Machine Learning Postdoc in Functional Genomics

4 July 2007

PDF version

The new Statistical Machine Learning in Functional Genomics (Statomics) Lab of the Ottawa Institute of Systems Biology seeks a postdoctoral researcher who will, in collaboration with University of Ottawa faculty, develop and apply algorithms to solve current problems in analyzing and integrating gene-expression, proteomics, metabolomics, SNP, ChIP-chip, and/or clinical data. At present, the lab is targeting the inference of regulatory networks from multiple sources of information and improvements in the repeatability of microarray results and will attack similar machine learning challenges of importance to functional genomics. The researcher’s background will complement that of any students and any postdoctoral researcher to be recruited to the Statomics Lab from the statistics community, creating an interdisciplinary environment for high impact on the biological sciences as well as on machine learning.

Scientific creativity and a thorough knowledge of validation techniques and machine learning methods of data analysis (such as those of random forests, support vector machines, and Bayesian belief networks) are essential, as is the demonstrated ability to quickly and accurately implement their algorithms in software. Strong initiative, excellent communication skills, and reception of a PhD in bioinformatics, computer science, mathematics, physics, or a closely related field within the four years prior to the start date are also absolutely necessary. The following qualities are desirable but not required: knowledge of biology; familiarly with BUGS, R, S-PLUS, C, Fortran, and/or LaTeX; experience in a UNIX or Linux environment.

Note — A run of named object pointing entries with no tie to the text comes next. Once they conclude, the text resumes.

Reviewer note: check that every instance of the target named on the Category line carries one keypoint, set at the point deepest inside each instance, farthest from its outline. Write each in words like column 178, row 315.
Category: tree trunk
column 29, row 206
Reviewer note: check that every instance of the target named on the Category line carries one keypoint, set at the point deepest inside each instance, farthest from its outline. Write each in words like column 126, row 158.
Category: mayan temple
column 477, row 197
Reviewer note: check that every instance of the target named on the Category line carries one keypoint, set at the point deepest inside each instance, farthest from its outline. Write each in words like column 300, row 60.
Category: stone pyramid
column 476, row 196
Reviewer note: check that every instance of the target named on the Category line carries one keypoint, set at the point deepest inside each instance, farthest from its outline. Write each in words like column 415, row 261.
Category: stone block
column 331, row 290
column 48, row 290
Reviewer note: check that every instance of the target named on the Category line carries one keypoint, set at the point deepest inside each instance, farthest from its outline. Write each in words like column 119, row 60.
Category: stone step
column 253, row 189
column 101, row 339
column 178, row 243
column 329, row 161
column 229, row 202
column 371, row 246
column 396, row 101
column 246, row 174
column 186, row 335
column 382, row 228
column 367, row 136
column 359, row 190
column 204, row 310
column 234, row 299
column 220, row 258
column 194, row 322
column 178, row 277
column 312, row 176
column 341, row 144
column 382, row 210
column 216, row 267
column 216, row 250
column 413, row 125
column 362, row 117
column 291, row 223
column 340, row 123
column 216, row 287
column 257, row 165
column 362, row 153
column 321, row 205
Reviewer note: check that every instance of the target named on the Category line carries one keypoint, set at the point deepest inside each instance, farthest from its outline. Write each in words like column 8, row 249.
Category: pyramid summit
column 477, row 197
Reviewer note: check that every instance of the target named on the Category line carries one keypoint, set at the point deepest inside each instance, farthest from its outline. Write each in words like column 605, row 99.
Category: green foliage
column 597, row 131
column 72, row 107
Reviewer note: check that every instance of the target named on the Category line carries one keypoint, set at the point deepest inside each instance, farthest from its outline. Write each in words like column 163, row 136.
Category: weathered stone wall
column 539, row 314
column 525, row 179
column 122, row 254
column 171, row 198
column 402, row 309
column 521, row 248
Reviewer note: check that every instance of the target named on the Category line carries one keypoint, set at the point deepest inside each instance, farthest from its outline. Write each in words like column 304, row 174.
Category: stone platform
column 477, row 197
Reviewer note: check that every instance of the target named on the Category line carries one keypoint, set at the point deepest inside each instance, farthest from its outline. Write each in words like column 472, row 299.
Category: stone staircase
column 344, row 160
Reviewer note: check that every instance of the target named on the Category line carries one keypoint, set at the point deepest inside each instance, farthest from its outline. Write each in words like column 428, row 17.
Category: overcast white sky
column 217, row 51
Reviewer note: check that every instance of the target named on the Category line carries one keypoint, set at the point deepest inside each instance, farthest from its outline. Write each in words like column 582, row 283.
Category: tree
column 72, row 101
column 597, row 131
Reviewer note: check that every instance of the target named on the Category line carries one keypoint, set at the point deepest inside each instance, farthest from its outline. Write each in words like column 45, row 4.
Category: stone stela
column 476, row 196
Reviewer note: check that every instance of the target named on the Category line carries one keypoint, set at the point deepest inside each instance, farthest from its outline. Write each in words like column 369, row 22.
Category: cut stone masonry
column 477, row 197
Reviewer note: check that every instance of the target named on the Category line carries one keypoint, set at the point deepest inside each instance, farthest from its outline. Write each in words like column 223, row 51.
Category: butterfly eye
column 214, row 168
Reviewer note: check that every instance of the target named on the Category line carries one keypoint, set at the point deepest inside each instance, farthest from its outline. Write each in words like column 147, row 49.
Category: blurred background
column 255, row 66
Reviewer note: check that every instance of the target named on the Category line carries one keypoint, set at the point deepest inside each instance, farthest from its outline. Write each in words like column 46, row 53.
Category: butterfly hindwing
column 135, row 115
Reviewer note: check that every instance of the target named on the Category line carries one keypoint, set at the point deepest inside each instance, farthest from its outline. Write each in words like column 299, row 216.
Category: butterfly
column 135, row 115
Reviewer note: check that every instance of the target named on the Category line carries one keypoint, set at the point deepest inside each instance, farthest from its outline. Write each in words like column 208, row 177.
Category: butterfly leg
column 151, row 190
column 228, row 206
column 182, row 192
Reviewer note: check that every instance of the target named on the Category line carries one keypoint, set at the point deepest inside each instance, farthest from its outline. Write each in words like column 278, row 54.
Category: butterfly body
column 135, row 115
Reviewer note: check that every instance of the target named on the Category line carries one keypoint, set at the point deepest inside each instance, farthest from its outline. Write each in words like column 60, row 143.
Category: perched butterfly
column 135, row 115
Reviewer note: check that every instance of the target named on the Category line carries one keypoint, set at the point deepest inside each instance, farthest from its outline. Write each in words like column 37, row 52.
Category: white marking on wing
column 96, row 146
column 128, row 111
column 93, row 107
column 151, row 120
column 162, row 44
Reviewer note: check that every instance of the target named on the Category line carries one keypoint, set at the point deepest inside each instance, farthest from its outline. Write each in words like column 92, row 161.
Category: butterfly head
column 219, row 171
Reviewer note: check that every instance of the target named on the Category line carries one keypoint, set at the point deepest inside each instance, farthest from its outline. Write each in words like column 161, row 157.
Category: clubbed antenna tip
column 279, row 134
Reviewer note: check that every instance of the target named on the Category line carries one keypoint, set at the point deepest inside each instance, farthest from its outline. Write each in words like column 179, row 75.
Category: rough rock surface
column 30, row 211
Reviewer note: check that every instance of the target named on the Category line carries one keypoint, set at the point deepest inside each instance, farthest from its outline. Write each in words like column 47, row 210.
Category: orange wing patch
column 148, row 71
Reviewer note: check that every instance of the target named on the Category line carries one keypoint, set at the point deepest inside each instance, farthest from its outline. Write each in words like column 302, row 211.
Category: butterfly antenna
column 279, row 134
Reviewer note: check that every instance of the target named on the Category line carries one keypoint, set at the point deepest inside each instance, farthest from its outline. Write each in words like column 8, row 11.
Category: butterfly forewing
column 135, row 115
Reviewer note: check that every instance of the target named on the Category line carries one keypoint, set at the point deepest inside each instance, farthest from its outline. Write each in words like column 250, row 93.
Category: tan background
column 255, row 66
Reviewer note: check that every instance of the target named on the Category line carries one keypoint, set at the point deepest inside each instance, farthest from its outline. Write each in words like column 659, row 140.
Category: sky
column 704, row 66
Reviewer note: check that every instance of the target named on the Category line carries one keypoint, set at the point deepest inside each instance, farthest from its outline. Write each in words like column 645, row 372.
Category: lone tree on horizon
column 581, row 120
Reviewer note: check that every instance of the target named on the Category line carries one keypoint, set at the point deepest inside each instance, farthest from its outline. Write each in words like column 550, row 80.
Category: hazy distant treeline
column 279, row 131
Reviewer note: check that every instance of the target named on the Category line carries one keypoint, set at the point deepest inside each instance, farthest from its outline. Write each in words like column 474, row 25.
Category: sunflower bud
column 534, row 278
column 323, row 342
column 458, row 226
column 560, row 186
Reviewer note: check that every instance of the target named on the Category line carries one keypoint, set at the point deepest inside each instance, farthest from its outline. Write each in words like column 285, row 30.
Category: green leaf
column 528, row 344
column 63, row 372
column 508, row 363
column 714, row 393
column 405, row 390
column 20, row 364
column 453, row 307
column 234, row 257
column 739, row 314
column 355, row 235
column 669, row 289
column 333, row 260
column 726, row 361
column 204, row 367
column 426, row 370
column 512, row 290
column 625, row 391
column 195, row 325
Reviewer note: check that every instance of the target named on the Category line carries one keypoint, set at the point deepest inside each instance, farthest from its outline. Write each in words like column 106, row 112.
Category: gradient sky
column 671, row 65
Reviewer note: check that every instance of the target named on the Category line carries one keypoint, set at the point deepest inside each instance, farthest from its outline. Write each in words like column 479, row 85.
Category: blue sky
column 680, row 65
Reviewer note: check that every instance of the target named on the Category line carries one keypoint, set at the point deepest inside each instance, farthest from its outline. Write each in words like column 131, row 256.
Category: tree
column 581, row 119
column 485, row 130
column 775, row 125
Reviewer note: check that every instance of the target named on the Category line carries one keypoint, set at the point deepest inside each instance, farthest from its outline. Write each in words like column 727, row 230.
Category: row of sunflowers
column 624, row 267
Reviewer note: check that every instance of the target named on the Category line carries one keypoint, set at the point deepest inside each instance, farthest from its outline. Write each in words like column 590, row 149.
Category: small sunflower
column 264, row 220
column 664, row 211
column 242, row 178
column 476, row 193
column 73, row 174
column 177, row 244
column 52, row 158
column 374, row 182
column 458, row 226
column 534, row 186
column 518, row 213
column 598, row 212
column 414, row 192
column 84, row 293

To apply, send a PDF CV that has contact information of three references to dbickel0@uottawa.ca (without the zero), with “machine learning postdoc” and the year of your graduation or anticipated graduation in the Subject line of the message; in the plaintext message body, concisely include evidence that you meet each requirement for the position and a description of your most significant papers and software packages with an explanation of your own contributions to them. Only those applicants selected for further consideration will receive a response.